Um conhecido meu ficou muito rico comprando argentinos pelo que eles valem e revendendo pelo o que eles acham que valem. Se você riu dessa história é porque não sabe que ele está pensando em diversificar e fazer o mesmo negociando gaúchos. E pior, ele acha que vai ganhar mais dinheiro ainda.

Você pode não gostar da piada, mas não pode negar uma coisa: nós gaúchos nos considerarmos especiais. Vamos aos fatos, ou melhor, vamos às crenças: o gaúcho, embora não diga diretamente, sente-se superior em relação ao povo desse grande país verde-amarelo, com seus vários estados, que nos faz fronteira ao norte. Não é que sejamos melhores em algo específico, mas na soma, na média do conjunto dos quesitos, nós somos mais nós. Claro que estou falando de algo subjetivo, não mensurável, é uma sensação de sentir-se melhor, que aliás, independe de comprovação factual. Parece tratar-se duma superioridade natural, bastaria ter nascido nesse torrão e respirar nossa história para sentir-se parte dessa alma gaudéria superior. Onde nasceu essa certeza vamos deixar para outro dia e fazer agora outra questão: isso nos ajuda ou nos atrapalha?

Quando escuto meus conterrâneos, a tese é que esse orgulho seria uma espécie de robustez psíquica, e mesmo que esteja um pouco acima do tom, melhor deixar assim, pois nos ajudaria no sentido de uma valorização coletiva, portanto, não nos faria mal. Eles não estão sozinhos: um dos pilares da psicologia do senso comum da nossa época versa sobre a importância da auto-estima, essa afeição que teríamos por nós mesmos. Segundo essa mesma crença, uma pessoa com auto-estima elevada teria possibilidade de ser melhor sucedido, já quem a teria em pouca quantidade estaria à beira da depressão, ou se arrastaria pela vida. Resumindo, um dos requisitos duma pessoa saudável seria ter bastante auto-estima, ou pelo menos, num equilíbrio favorável, digamos, uma auto-estima suficientemente boa.

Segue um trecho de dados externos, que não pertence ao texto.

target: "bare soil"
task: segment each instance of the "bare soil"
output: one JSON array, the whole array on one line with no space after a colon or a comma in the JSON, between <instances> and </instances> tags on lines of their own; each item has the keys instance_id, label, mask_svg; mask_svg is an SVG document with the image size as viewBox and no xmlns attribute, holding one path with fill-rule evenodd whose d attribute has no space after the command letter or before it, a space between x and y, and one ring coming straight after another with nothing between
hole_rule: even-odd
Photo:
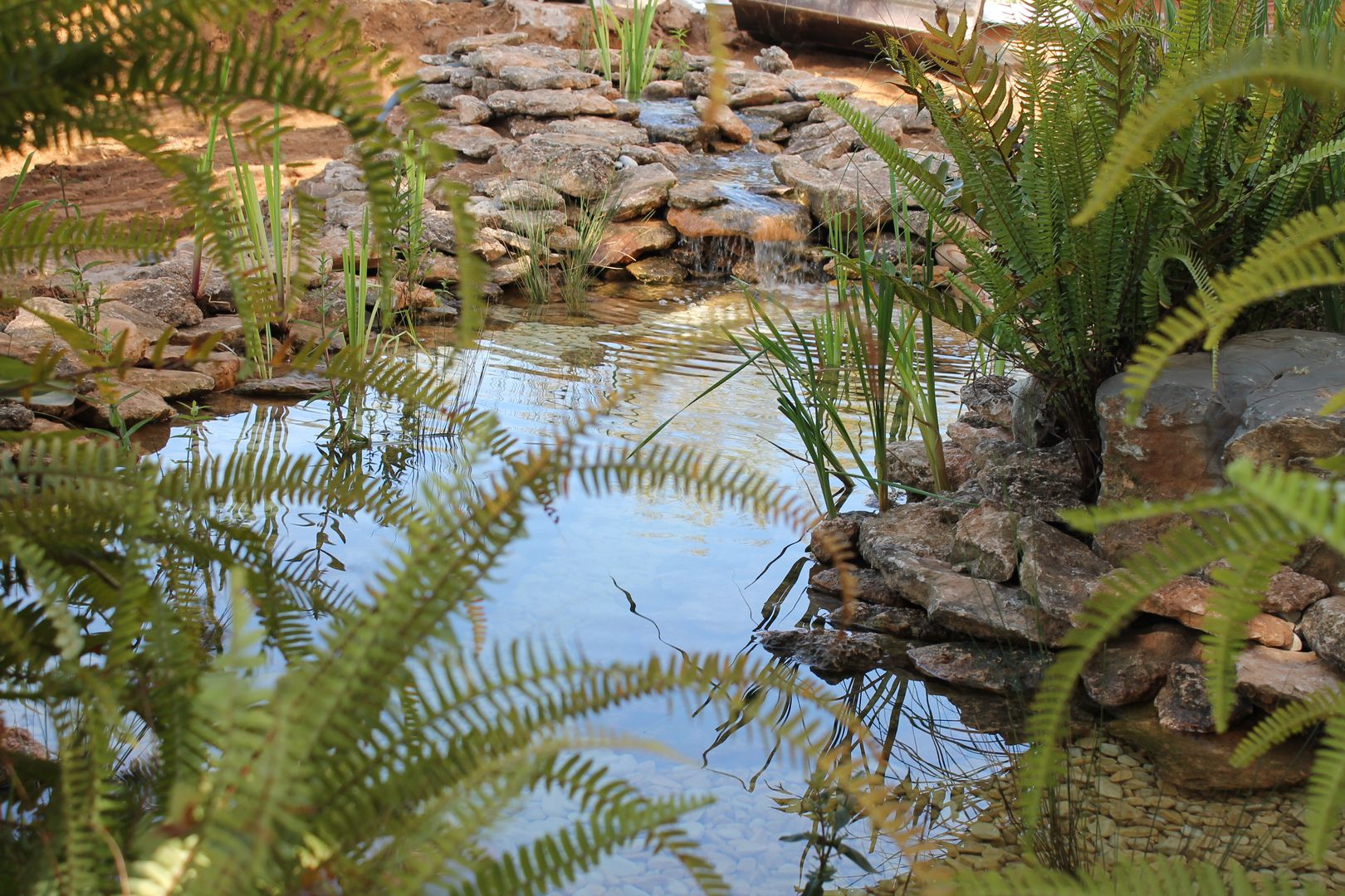
<instances>
[{"instance_id":1,"label":"bare soil","mask_svg":"<svg viewBox=\"0 0 1345 896\"><path fill-rule=\"evenodd\" d=\"M332 1L362 24L364 39L371 47L386 48L401 60L402 74L409 74L420 66L420 55L441 52L448 43L467 36L518 30L530 32L539 43L576 46L574 36L555 42L549 32L519 27L514 13L503 3L483 7L476 0L448 4L426 0ZM282 12L286 5L284 0L278 0L274 15ZM736 58L751 62L752 56L760 52L761 44L746 35L732 28L729 34L730 51ZM693 21L687 35L687 50L706 51L703 20ZM866 62L862 56L799 50L794 60L799 69L859 83L862 97L888 102L901 101L900 91L886 83L892 73L880 64ZM281 148L289 165L291 181L321 171L328 161L339 159L348 144L344 129L325 116L297 113L286 120L286 125L289 130L281 140ZM180 110L168 109L159 116L159 133L176 149L200 152L207 129L204 122ZM227 152L227 146L221 141L217 146L217 164L223 164ZM0 156L0 191L4 191L4 195L12 188L23 161L17 154ZM172 183L168 179L144 159L112 141L89 141L38 153L19 197L67 203L70 207L78 207L79 214L85 216L106 214L112 219L141 214L172 219L182 218L184 212L172 193ZM186 226L183 230L186 232Z\"/></svg>"}]
</instances>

O problema é que não é assim tão simples. Existem pessoas deprimidas e, portanto, com a tal da auto-estima baixa (conforme eles mesmos reconhecem), que são exitosas em todos os campos e, por outro lado, existem pessoas alto astral, prenhes de amor-próprio, que são um desastre crônico em todos os fronts. Isto acontece por uma razão muito simples, a auto-estima não resiste a uma investigação mais séria, ela é antes uma ilusão dos nossos tempos narcísicos, do que um conceito eficaz para entender ou operar no mundo real. A percepção que temos da auto-estima é um índice confiável apenas para sabermos quanta auto-estima temos, e não para garantir realizações. Os terapeutas que tomam o atalho de reforçar o ego do paciente com tais ilusões ganham um progresso momentâneo, em fazer o paciente sentir-se melhor, mas extraviam-se do caminho da cura. Afinal, um sujeito com parca autocrítica pouco pode fazer para melhorar.

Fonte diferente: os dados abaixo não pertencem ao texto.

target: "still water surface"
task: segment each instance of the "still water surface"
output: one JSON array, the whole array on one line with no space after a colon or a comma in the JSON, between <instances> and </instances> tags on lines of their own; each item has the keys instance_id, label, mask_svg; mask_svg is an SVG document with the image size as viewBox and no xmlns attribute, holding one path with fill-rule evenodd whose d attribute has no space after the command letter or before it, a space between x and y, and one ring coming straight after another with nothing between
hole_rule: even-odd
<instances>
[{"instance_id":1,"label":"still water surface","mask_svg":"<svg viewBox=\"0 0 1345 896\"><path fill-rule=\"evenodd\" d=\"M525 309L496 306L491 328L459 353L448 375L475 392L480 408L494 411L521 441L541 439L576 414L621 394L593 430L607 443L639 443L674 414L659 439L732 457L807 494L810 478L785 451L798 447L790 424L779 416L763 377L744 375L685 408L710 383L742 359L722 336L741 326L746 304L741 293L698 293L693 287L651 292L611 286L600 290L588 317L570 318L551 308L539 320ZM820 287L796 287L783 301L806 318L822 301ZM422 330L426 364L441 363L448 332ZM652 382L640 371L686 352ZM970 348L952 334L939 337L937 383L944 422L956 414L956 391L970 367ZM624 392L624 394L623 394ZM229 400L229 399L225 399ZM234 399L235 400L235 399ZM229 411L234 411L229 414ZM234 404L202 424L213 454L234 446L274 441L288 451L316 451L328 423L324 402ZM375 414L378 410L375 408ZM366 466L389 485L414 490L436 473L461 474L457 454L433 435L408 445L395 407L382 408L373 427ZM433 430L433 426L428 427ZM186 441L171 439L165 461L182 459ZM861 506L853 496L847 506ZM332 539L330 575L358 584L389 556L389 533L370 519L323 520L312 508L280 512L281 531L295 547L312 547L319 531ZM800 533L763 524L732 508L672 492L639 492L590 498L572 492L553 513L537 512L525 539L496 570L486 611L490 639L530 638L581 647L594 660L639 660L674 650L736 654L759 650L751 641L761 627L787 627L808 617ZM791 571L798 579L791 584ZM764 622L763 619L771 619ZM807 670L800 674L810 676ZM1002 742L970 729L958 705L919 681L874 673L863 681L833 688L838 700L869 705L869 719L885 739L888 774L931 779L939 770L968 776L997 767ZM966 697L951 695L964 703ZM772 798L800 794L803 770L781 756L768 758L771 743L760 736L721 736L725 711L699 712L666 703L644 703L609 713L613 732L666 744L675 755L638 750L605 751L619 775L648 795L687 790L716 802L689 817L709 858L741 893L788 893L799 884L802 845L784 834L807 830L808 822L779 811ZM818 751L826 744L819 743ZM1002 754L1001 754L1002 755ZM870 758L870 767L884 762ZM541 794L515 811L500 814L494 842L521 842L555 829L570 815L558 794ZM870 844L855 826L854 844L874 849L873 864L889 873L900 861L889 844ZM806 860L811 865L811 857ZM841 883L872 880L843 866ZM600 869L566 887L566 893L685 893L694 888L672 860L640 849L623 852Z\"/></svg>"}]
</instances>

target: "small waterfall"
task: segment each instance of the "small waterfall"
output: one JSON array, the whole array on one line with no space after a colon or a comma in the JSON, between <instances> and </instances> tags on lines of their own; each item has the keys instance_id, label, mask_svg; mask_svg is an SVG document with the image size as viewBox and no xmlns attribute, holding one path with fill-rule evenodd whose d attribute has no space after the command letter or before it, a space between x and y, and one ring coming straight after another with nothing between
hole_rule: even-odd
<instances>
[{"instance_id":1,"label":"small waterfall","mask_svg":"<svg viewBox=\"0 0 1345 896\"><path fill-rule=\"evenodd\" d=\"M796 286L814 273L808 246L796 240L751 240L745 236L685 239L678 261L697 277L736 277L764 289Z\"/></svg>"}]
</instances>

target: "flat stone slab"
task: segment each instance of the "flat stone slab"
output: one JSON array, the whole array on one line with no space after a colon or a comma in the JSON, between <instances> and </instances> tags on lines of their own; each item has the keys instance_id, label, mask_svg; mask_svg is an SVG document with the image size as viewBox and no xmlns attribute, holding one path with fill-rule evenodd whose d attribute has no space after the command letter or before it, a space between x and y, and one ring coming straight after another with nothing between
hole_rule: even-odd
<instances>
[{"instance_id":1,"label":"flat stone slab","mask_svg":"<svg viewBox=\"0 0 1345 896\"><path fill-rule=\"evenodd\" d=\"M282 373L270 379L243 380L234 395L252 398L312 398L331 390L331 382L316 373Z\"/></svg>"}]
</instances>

Eu diria que a chave para o sucesso passa por saber avaliar nosso tamanho e o dos outros. Se você quer se dar bem na vida e acha que gostar de si mesmo e ter-se em alta conta é um passo certo, está redondamente equivocado. É antes a consciência do limite que ajuda alguém a chegar lá, é saber o quanto se é pequeno e não o quanto se é grande. Aliás, ainda falando de argentinos, diz-se que uma modalidade comum de suicídio por lá e jogar-se do alto do próprio ego. Como se vê, excesso de amor próprio pode ser letal.

Os economistas explicam a inflação como uma valorização falsa, decorrente de lançar moeda sem lastro, ou seja, cria-se a ilusão momentânea de ter dinheiro, que cobrará seu preço na desvalorização geral da moeda. Certas crenças no poder do autoconvencimento são ilusões desse tipo. A auto-imagem valorizada pelo papel moeda sem lastro da exaltação de si até funciona por um tempo, mas como não cria de fato riqueza, esbarra na realidade que vai apresentar a conta mais adiante. A seleção brasileira recentemente foi acometida dum surto de certeza e confiança alicerçadas numa ilusão de que era melhor do que as outras, todos assistimos onde foi dar.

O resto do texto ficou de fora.